At MWACT last week, they were talking about maybe designating a specific member, or even adding a new member, as a representative for walking and biking, but the governance structures are never constituted to give these representatives much power or influence.* Generally these positions act as more a kind of greenwash. Until we see the State's walking and biking committee, OPBAC, really able to wield power and influence at ODOT, all of this action and review is on the margins, even literally, and that's why we see a whole agenda item to fussing over whacking a foot of the sidewalk and bike lanes as a value-engineering move.

At MWACT last week (separate from the MPO)
How about we whack down the auto travel lane instead? I bet it's more than 10 feet wide!

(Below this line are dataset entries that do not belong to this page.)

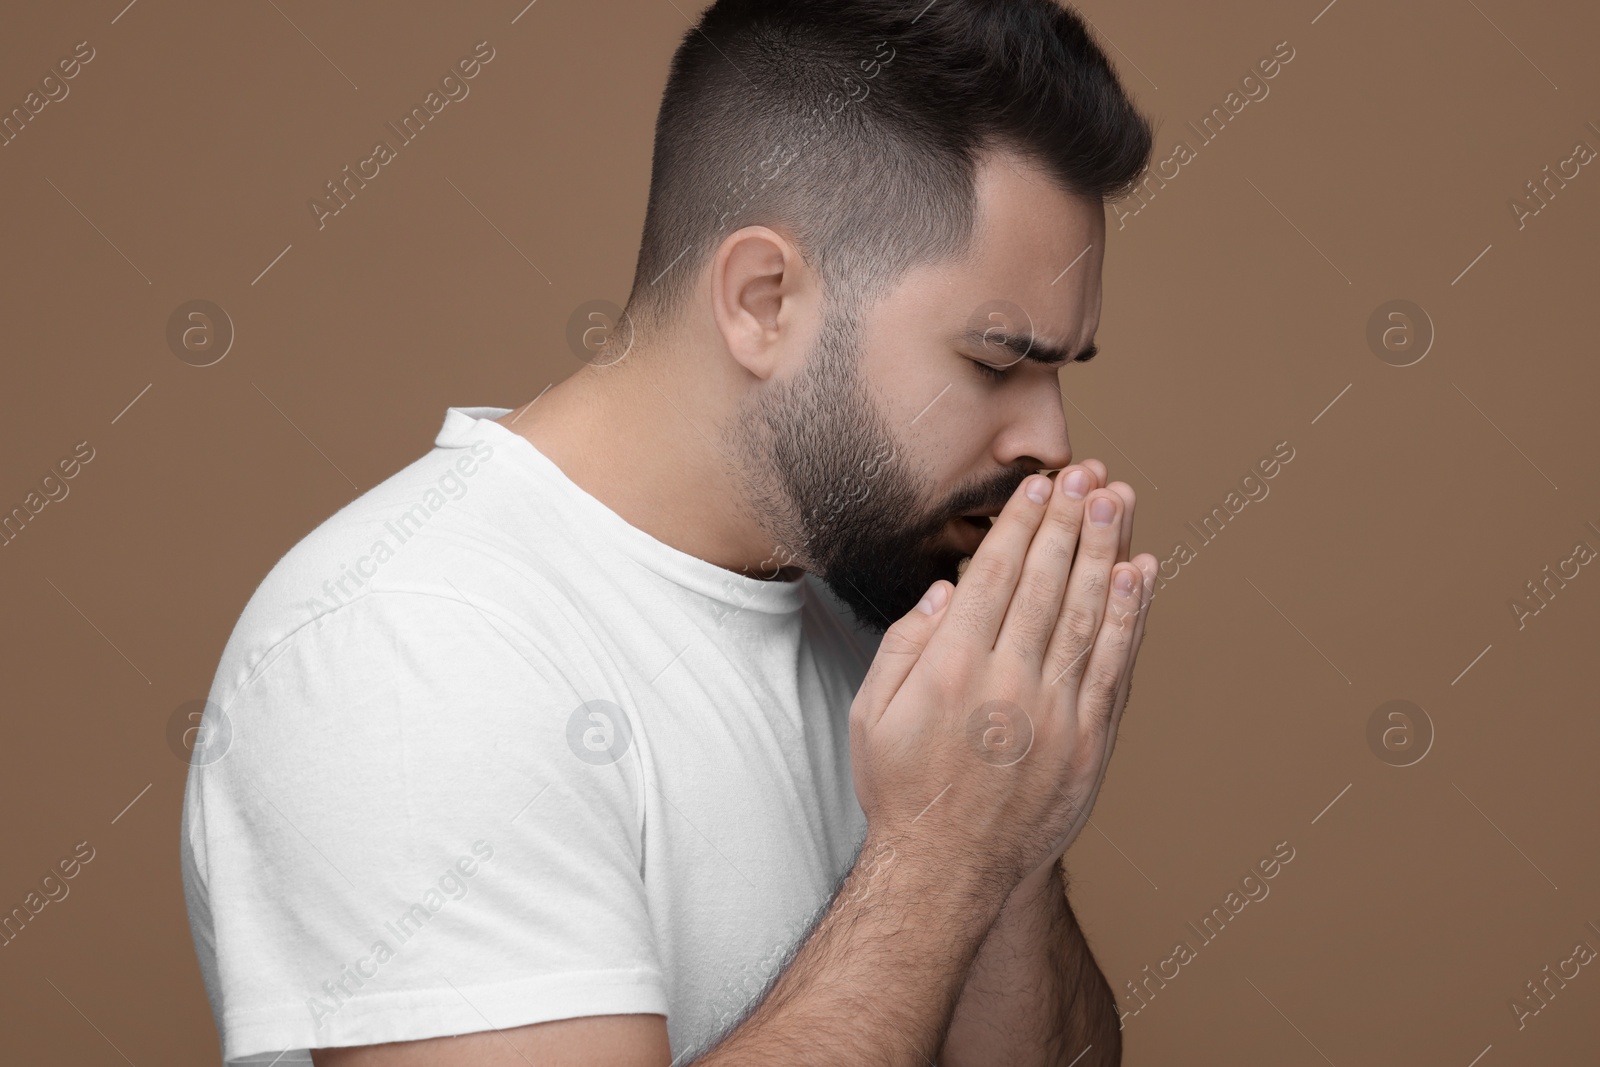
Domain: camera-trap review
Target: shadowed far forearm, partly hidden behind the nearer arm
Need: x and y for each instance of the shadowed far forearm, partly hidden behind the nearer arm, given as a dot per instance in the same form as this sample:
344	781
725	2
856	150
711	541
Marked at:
1034	996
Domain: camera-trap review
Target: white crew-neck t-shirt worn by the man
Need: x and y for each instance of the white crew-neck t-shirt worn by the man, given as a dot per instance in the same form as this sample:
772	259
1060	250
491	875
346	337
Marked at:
481	754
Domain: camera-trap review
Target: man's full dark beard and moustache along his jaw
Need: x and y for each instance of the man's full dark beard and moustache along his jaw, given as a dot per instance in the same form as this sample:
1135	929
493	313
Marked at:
830	482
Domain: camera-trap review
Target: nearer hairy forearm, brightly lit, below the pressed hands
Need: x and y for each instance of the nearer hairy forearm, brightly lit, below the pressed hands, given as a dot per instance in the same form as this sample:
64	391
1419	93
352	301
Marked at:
878	980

Or even just delete a whole project for auto capacity?

As long as the framework remains so autoist, "bike-pedestrian representation" is too often merely ornamental and we are stuck with fiddling on the margins of things.

In other ODOT dysfunction, OMPOC, the statewide consortium of MPOs, has a letter about opacity at ODOT when extra Federal funds arrive.

Criticism of ODOT secrecy from OMPOC
Finally, there's a brief update on failing safety efforts. The trend lines on injuries and fatalities, both raw counts and rates, are heading in the wrong direction. When we allocate all our energy to discussions of whacking down the width of sidewalks and bike lanes instead of reducing driving trips, trips lengths, and trip speeds, this is what we get.

Injuries and fatalities trending in wrong direction
Over on FB, a person cited the same report and advocated for the City of Salem to embrace Vision Zero.

It got the usual criticism, that slowing car traffic is unacceptable, even "trauma," but inconvenience to people who would like to travel on foot and on bike is proper.

And so it goes.


* MWACT is an "area commission on transportation," an advisory committee to ODOT and their board, the Oregon Transportation Commission. It's created by the State. Its members substantially overlap with the MPO, and the MPO staffs the committee, but the MPO is a creation of Federal legislation. It's confusing, and they duplicate a lot. For an outsider, the distinction often makes little sense. Still, MWACT, with a larger area of interest, has a rural purview absent from the MPO.